PORTLAND, Ore. (KOIN) — Civil rights organizations across the country rallied Tuesday in response to President Donald’s Trump’s decision to end the program protecting young immigrants from deportation.

Hundreds of people gathered at Terry Schrunk Plaza in downtown Portland to protest President Trump's decision to end the immigrant policy affecting the "Dreamers," DACA, September 5, 2017 (KOIN)
Hundreds of people gathered at Terry Schrunk Plaza in downtown Portland to protest President Trump’s decision to end the immigrant policy affecting the “Dreamers,” DACA, September 5, 2017 (KOIN)

The Deferred Action for Childhood Arrivals program protects people who were brought to the United States as children. It has protected nearly 800,000 young immigrants a reprieve from deportation since it was created by the Obama Administration.

The people who benefit from DACA, known as Dreamers, came together in Portland to speak out and show their support for the program and express frustration over the Trump Administration’s decision.

Speakers at the Portland rally included Oregon Attorney General Ellen Rosenblum, an immigrant rights organization and dreamers themselves.

Rosenblum spoke about how enriched Oregon is by Dreamers, including several who spoke at the event earlier on Tuesday.
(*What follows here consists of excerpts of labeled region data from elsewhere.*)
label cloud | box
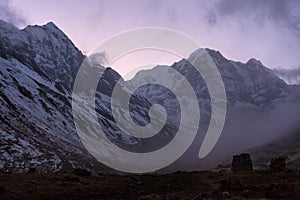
[273,67,300,85]
[207,0,300,35]
[0,0,27,27]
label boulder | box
[231,153,253,172]
[73,168,91,177]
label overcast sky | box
[0,0,300,68]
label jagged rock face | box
[0,21,104,172]
[231,153,253,172]
[0,20,84,91]
[0,21,300,172]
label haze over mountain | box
[0,20,300,172]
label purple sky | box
[0,0,300,68]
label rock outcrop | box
[231,153,253,172]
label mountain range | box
[0,20,300,172]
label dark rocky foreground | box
[0,170,300,200]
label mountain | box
[273,67,300,85]
[0,21,300,172]
[0,20,106,172]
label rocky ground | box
[0,170,300,200]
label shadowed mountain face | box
[0,21,300,172]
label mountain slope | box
[0,21,105,172]
[0,21,300,172]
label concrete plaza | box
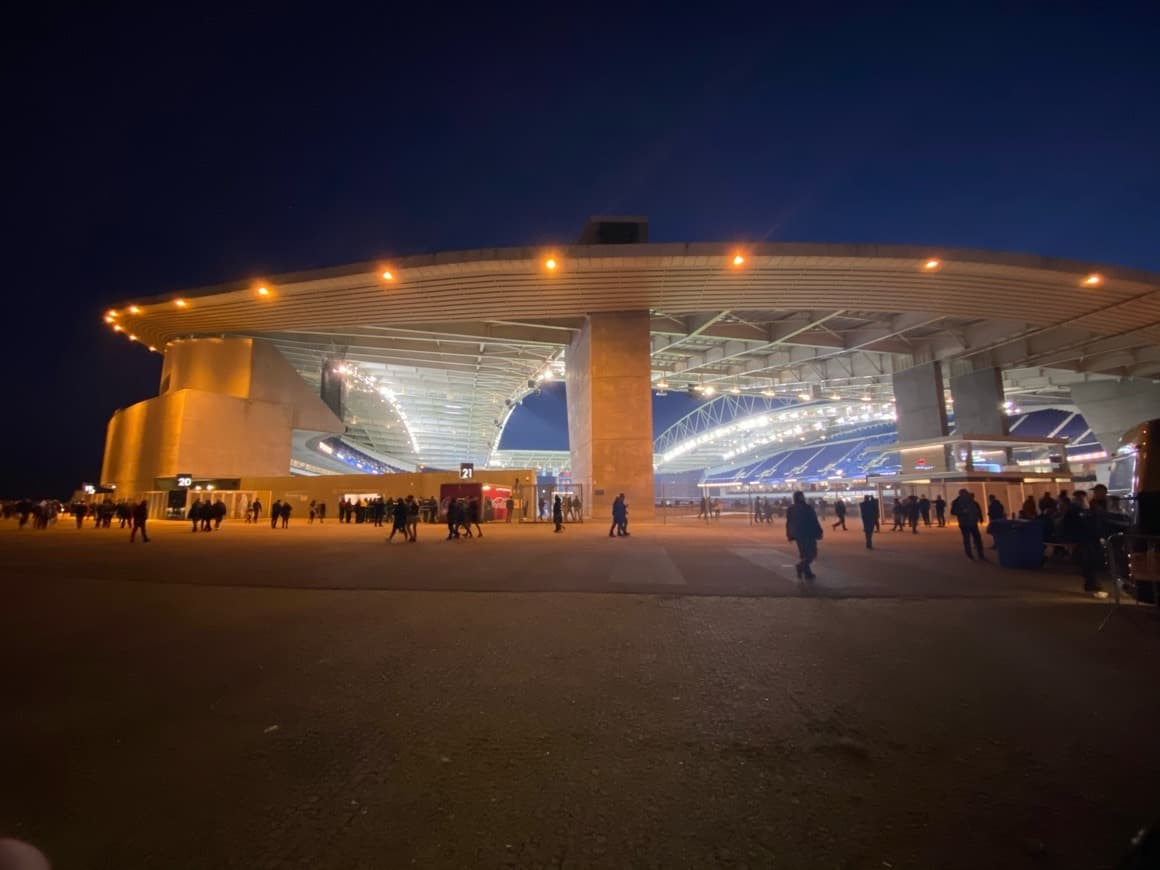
[0,517,1160,868]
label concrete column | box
[567,311,655,522]
[950,369,1010,435]
[893,362,950,473]
[1072,380,1160,454]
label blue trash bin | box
[987,520,1044,568]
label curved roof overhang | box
[106,244,1160,464]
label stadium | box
[100,218,1160,520]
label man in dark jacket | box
[129,499,148,544]
[608,493,629,538]
[950,490,987,561]
[834,499,846,531]
[785,490,822,580]
[387,499,409,544]
[858,495,878,550]
[935,493,947,529]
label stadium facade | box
[102,218,1160,519]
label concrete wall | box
[567,311,655,522]
[1072,380,1160,454]
[101,339,343,493]
[893,362,950,471]
[950,369,1009,435]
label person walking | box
[386,499,407,544]
[904,495,919,535]
[987,493,1007,550]
[1072,490,1108,599]
[891,495,906,531]
[467,499,484,538]
[858,495,878,550]
[831,499,847,531]
[129,499,148,544]
[785,490,822,580]
[950,490,987,561]
[407,495,419,544]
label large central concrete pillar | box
[950,369,1010,435]
[893,362,950,473]
[567,311,655,524]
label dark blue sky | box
[0,3,1160,494]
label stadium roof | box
[107,244,1160,466]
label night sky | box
[0,3,1160,496]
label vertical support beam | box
[567,311,655,522]
[319,356,346,420]
[950,369,1010,435]
[893,362,950,473]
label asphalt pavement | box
[0,517,1160,869]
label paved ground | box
[0,521,1160,868]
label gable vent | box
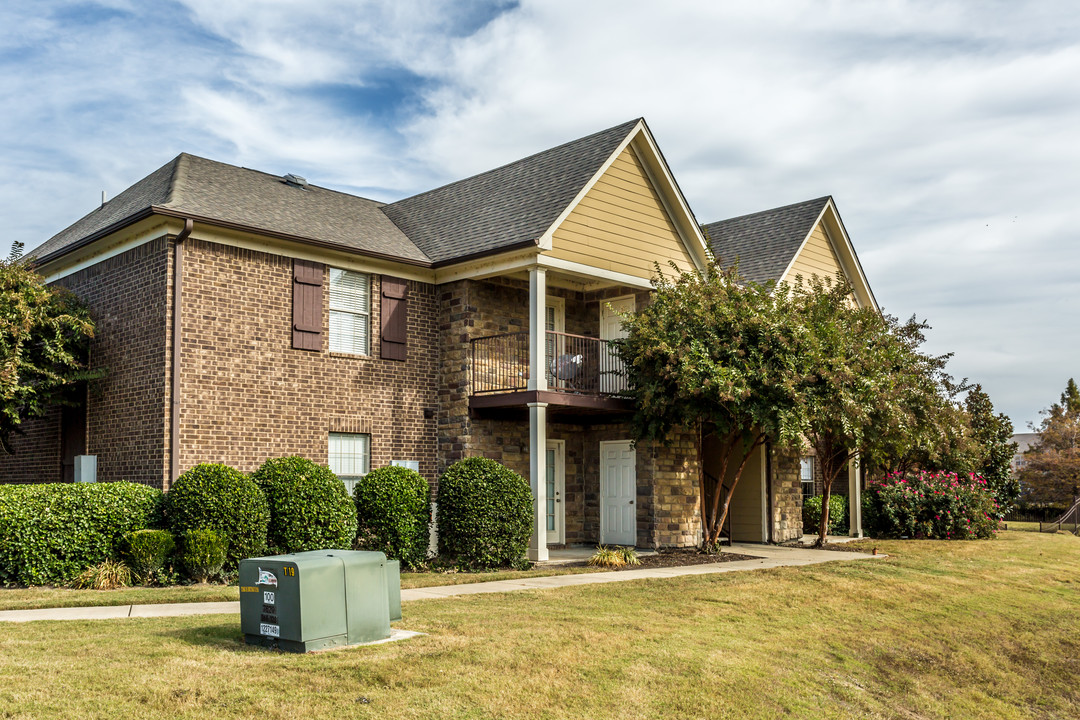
[284,173,308,190]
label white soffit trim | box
[191,221,434,283]
[536,255,652,290]
[537,120,644,250]
[41,216,184,283]
[434,247,540,285]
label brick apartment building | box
[0,120,875,558]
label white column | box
[848,456,863,538]
[529,403,548,562]
[528,268,548,562]
[528,268,548,392]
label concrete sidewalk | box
[0,543,887,623]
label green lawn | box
[0,532,1080,720]
[0,567,607,613]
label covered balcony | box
[470,330,631,413]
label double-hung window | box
[799,458,814,498]
[328,433,372,495]
[330,268,372,355]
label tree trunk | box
[707,433,765,545]
[814,443,851,547]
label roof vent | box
[285,173,308,190]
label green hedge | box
[121,530,176,582]
[438,458,532,570]
[802,495,848,535]
[352,466,431,569]
[162,463,270,568]
[252,457,356,553]
[177,529,228,583]
[0,483,161,585]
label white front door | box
[546,440,566,545]
[600,440,637,546]
[600,295,635,393]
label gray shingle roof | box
[30,153,429,263]
[702,195,829,283]
[382,120,638,262]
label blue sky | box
[0,0,1080,431]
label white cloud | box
[0,0,1080,425]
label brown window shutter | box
[293,260,323,351]
[380,275,408,361]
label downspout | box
[765,441,777,543]
[165,218,194,490]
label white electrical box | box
[75,456,97,483]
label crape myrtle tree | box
[616,262,802,548]
[792,275,948,545]
[0,252,98,453]
[1021,378,1080,504]
[963,381,1019,517]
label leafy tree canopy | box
[0,252,99,453]
[1021,378,1080,504]
[617,262,802,545]
[793,275,951,543]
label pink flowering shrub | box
[866,472,998,540]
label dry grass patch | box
[0,585,240,613]
[0,533,1080,720]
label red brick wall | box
[438,279,700,547]
[180,239,438,484]
[0,236,172,487]
[0,408,60,483]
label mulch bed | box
[616,548,757,570]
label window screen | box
[799,458,814,498]
[330,268,372,355]
[329,433,372,494]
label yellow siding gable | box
[546,146,696,280]
[784,222,841,283]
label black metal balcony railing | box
[472,330,627,396]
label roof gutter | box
[165,218,194,490]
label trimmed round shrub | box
[437,458,532,570]
[121,530,176,582]
[352,466,431,569]
[802,495,848,535]
[162,463,270,568]
[177,529,228,583]
[252,456,356,553]
[0,483,161,585]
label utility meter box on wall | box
[240,549,401,652]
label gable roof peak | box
[382,119,642,263]
[702,195,833,283]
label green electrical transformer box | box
[240,549,402,652]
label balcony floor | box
[469,390,634,413]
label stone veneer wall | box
[0,235,172,487]
[770,448,802,543]
[180,239,438,485]
[437,279,701,547]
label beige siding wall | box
[728,449,765,543]
[786,223,840,283]
[549,147,694,279]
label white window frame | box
[799,456,815,498]
[326,433,372,495]
[329,268,372,355]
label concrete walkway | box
[0,543,887,623]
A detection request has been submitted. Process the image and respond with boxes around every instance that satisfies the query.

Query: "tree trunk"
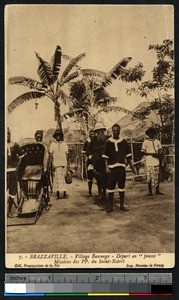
[54,100,62,131]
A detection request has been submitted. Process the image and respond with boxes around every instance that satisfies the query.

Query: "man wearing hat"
[141,127,163,196]
[6,127,25,218]
[86,123,106,203]
[50,129,68,199]
[103,123,135,213]
[82,129,94,196]
[35,130,43,142]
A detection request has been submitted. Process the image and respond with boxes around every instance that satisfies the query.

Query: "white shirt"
[141,139,162,167]
[50,141,68,167]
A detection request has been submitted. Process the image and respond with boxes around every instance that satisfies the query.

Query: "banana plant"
[8,46,85,130]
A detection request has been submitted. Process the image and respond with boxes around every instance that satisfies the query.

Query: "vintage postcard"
[4,5,175,269]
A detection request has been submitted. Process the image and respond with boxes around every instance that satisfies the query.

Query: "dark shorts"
[87,170,94,181]
[107,167,126,193]
[7,171,17,198]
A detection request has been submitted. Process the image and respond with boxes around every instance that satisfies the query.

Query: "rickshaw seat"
[22,165,43,181]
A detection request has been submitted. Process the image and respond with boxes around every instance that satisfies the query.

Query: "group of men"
[7,123,163,217]
[83,123,163,213]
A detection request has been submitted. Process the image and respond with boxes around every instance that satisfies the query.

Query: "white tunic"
[50,141,68,168]
[141,139,162,167]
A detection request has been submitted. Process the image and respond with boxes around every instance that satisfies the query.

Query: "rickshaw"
[9,142,52,225]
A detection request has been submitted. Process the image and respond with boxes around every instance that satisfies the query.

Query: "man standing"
[83,129,94,196]
[35,130,43,142]
[50,129,68,199]
[141,127,163,196]
[103,124,135,212]
[7,127,25,218]
[86,123,106,203]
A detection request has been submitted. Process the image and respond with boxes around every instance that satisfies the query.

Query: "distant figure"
[103,123,135,213]
[35,130,43,142]
[7,127,25,218]
[50,129,68,199]
[83,129,94,196]
[86,123,107,204]
[141,127,163,196]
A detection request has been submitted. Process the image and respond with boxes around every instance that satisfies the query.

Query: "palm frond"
[96,105,132,114]
[102,57,132,87]
[36,53,53,86]
[81,69,106,78]
[60,71,79,86]
[8,76,47,91]
[51,46,62,82]
[60,53,86,83]
[8,91,45,113]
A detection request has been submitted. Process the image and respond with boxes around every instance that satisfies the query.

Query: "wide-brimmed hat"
[94,123,106,132]
[145,127,157,135]
[53,129,63,139]
[35,130,43,137]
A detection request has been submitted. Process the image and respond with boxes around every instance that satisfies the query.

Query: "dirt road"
[7,179,174,253]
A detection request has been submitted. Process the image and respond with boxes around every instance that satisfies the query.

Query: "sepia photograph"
[4,4,175,268]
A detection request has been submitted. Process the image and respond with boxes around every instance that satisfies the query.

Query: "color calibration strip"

“Attorneys general around the country are working to protect our Dreamers,” Rosenblum said.

One of the Dreamers who spoke was 19-year-old Fatima Preciado, a first generation college student at PSU, who was brought to United States at age 4.

“Five years ago, the United State government asked me and other Dreamers to come out of the shadows and register with the federal government through the Deferred Action program. I did, along with 800,000 Dreamers. We took a courageous step to trust our federal government. I went through an extensive background check, paid close to $500 in fees in addition to legal fees and underwent bio metric screenings,” Preciado said. “In return, our government made a commitment to allow me to work and go to college without fear of being targeted by federal agents.”

Preciado is now a freshman at PSU studying political science.

“We love this country, we love Oregon and it is our home,” Presidao said. “Ending DACA would be a betrayal of our trust and our values as Americans. I am an Oregonian, I am committed to fight for the right to live in the country I was raised and now call home.”